ARM is a lot more efficient than x86, as x86 is CISC, and ARM is RISC. (you only mentioned that ARM is RISC, not the other way)

x86 is a lousy design, and was made pretty quickly. However, it seems that since the Pentium Pro, Intel CPUs have a RISC core, with CISC instructions that are broken down into smaller instructions (still not great). A well designed CISC CPU could have some advantages over RISC-ones (but RISC is still better in the long run), but x86 is not well designed. Intel did try to make a CPU line that uses neither RISC nor CISC, called Itanium (IA), but that is a complete failure (yeah, it's still around), as everyone already targets ARM and x86, and nobody is targeting IA-64/IA-32.

Very interesting that you know how all that works. That process is called microcoding. You can see hints of this in the linux kernel, it contains a sort of map of the individual things it can do.

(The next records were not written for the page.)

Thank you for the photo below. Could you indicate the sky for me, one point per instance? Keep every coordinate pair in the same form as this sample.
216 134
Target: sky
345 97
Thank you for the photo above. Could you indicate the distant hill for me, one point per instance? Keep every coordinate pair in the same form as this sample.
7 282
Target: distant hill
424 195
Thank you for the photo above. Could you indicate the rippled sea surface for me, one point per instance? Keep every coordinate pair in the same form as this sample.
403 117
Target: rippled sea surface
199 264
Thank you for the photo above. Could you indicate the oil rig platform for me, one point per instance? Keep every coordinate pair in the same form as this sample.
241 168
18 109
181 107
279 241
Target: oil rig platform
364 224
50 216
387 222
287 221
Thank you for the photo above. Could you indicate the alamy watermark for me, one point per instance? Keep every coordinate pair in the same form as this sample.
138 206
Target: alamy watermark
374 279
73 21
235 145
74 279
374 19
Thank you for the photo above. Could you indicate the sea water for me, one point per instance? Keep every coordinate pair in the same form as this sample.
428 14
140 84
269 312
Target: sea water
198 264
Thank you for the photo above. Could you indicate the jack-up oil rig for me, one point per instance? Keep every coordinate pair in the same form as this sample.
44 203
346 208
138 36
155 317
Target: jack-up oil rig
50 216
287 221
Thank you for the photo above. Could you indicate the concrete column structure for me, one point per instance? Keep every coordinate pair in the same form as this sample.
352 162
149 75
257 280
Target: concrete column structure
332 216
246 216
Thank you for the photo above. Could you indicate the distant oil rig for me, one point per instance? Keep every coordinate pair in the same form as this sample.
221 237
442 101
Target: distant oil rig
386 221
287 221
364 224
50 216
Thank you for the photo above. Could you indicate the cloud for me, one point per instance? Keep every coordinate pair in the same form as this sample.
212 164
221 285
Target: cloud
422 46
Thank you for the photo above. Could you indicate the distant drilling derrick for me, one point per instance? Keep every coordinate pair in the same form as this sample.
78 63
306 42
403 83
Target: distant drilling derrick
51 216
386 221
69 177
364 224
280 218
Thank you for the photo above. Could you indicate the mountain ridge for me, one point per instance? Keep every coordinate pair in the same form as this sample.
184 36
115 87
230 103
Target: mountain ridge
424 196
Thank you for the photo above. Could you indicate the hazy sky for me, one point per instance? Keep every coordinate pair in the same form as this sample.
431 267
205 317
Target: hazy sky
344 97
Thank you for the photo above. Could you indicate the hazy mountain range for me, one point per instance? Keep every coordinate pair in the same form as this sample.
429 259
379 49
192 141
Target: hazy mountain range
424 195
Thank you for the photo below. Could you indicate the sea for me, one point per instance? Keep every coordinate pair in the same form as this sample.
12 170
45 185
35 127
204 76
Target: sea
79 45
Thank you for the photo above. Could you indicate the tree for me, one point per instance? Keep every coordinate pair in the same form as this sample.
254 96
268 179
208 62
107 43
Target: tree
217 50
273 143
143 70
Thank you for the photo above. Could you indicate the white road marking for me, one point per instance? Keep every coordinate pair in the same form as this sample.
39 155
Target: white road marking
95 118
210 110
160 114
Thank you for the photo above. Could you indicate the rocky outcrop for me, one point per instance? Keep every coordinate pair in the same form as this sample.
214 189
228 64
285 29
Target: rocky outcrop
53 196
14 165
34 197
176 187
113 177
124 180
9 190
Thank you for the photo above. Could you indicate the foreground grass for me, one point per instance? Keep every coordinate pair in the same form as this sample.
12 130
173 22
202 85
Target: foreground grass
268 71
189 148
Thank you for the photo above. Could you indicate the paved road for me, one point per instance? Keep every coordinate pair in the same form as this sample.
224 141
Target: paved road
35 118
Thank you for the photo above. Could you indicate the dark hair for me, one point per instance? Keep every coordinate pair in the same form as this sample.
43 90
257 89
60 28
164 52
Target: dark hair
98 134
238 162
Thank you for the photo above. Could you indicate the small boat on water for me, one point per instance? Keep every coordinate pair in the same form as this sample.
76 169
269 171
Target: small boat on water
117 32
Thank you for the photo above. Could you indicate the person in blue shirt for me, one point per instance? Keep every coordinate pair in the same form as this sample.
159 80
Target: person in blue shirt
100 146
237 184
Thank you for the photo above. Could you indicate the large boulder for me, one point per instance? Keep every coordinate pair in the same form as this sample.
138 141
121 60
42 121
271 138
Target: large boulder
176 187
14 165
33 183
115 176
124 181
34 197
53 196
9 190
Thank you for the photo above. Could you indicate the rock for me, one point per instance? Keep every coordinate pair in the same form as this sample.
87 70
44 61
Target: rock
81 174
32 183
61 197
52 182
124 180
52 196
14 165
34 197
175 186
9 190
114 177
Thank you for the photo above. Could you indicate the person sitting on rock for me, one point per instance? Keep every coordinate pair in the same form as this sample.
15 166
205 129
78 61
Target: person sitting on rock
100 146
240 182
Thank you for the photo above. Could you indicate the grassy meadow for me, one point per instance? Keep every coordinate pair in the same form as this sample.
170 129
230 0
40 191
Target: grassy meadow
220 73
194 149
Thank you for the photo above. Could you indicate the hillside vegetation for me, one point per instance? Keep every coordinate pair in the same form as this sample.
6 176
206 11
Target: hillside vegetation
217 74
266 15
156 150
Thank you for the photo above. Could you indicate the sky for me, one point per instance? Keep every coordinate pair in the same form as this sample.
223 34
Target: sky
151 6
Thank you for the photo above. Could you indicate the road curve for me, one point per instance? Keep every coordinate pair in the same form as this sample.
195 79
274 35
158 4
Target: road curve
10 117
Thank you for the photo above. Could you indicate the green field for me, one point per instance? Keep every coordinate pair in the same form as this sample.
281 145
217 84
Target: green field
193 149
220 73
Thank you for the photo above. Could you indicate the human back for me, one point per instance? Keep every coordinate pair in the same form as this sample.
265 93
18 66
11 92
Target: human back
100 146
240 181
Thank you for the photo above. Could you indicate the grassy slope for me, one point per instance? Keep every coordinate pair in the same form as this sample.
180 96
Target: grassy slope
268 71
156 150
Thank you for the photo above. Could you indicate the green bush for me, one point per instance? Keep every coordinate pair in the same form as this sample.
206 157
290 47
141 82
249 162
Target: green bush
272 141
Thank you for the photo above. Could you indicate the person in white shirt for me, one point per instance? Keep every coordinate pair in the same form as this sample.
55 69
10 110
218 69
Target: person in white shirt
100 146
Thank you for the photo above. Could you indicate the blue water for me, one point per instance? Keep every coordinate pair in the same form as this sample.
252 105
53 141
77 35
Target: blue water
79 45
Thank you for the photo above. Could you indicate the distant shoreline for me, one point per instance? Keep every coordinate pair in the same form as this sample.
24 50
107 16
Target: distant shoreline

Inori · 10-12-2017, 04:55 AM

I'm trying to get up to speed with all the threads I missed and I'm really tired so a lot of this went over my head. As is pretty standard from your tutorials, I actually learned a bunch from what I grasped. Definitely going to read this again when I've had my coffee tomorrow. Nice job!

phyrrus9 · 10-12-2017, 04:57 AM

(10-12-2017, 04:55 AM)Inori Wrote: I'm trying to get up to speed with all the threads I missed and I'm really tired so a lot of this went over my head. As is pretty standard from your tutorials, I actually learned a bunch from what I grasped. Definitely going to read this again when I've had my coffee tomorrow. Nice job!

I don't know if you saw the thread, but I put up a page with a list to all of them. Helps a lot to have them in one place. Link in my signature.

I'm going slow with this series because to teach someone to make an assembler they have to know the assembly language in question. Let me know if I go too far over your head.